By Ezra
Brad Plumer, in answer to last week's question du jour, makes a fairly convincing case against timed withdrawal. Read it. It remains my position, though, that there's a softer form withdrawal can take, one that I think would carry most of its assumed benefits and few of a timetable's weaknesses. If we publicly disavowed bases, loudly proclaimed our intention to leave as soon as the Iraqi government and security forces was complete, and created a timed drawdown in troop strength, much of what we want withdrawal to prove might actually get across without a full abandonment of the project.
We should, at this point, have a general idea of how quickly the Iraqi army is coming online. If we tagged the withdrawal of the first, say, 10,000 troops to the date when we thought there'd be 20,000 (or whatever) Iraqi troops to replace them, we could create the symbolic first step towards withdrawal without seriously losing troop strength in the country.

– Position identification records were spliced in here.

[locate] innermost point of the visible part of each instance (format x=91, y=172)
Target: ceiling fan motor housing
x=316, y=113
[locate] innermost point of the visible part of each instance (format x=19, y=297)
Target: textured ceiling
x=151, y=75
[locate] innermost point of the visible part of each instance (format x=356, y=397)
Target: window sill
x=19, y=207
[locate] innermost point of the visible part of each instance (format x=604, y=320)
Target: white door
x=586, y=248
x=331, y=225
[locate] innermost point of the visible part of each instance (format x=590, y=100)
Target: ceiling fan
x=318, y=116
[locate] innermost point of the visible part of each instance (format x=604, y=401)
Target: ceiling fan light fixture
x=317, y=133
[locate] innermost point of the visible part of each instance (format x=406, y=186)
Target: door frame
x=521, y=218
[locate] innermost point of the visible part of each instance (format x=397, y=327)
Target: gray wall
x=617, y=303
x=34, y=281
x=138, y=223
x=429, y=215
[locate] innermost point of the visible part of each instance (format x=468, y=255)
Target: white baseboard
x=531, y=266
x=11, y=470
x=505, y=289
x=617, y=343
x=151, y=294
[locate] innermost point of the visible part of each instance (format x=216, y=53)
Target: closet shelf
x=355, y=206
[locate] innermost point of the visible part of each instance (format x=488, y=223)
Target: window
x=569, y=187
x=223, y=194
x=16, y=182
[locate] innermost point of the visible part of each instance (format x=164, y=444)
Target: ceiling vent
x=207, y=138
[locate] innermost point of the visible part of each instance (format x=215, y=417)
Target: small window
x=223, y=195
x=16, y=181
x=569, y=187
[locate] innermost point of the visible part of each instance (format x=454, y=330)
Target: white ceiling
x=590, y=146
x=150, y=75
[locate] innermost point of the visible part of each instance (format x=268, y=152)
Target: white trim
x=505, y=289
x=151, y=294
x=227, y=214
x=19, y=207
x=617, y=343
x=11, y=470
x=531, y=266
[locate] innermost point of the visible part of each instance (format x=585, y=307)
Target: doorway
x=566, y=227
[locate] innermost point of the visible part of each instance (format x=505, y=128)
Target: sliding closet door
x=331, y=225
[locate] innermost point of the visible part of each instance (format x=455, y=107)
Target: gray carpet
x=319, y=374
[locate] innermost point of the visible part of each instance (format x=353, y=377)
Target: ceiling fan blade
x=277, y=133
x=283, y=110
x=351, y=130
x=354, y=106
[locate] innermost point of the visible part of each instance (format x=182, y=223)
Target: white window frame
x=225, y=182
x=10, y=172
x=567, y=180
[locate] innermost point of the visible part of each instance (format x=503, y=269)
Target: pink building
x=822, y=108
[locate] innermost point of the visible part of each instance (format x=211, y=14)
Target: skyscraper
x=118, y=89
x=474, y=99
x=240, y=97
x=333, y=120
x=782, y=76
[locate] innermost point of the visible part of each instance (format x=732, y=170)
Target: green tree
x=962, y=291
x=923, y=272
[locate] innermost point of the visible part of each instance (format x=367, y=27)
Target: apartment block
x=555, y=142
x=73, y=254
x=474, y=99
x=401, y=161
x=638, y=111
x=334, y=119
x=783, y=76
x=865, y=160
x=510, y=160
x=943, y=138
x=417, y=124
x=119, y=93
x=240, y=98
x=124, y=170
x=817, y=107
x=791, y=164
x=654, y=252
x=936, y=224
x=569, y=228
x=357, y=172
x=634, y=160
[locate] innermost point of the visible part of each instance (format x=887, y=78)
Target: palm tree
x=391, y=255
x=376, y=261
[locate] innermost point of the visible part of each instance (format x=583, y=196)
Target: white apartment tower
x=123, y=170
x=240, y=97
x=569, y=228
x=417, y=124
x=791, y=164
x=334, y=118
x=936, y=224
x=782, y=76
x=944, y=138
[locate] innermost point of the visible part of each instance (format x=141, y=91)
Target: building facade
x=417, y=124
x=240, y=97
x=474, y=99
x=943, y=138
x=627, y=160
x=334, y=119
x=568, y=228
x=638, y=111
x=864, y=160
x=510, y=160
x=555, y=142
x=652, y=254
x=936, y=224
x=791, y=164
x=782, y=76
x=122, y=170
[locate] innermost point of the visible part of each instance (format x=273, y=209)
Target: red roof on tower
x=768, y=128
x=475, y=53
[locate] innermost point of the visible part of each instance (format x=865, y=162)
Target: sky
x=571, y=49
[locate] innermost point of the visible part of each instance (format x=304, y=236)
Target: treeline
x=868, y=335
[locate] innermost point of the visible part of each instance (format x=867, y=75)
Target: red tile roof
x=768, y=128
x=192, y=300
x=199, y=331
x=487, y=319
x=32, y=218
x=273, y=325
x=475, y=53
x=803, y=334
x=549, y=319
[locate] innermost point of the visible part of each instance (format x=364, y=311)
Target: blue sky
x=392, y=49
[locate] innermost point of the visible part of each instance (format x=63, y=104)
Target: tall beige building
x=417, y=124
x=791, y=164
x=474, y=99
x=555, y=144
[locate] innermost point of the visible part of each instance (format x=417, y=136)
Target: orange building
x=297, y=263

If we then kept doing that, bit by bit, we could gradually disengage,, though do it in a flexible way that leaves us able to recommit if the situation begins to worsen. In any case, it seems clear that we need to convince both average Iraqis and a certain subsection of insurgents that we don't have long-term, imperialist designs on the country, and the sooner we do that, the better things get.
On another note, whatever happened to Moqtada al-Sadr? I haven't heard much about him lately.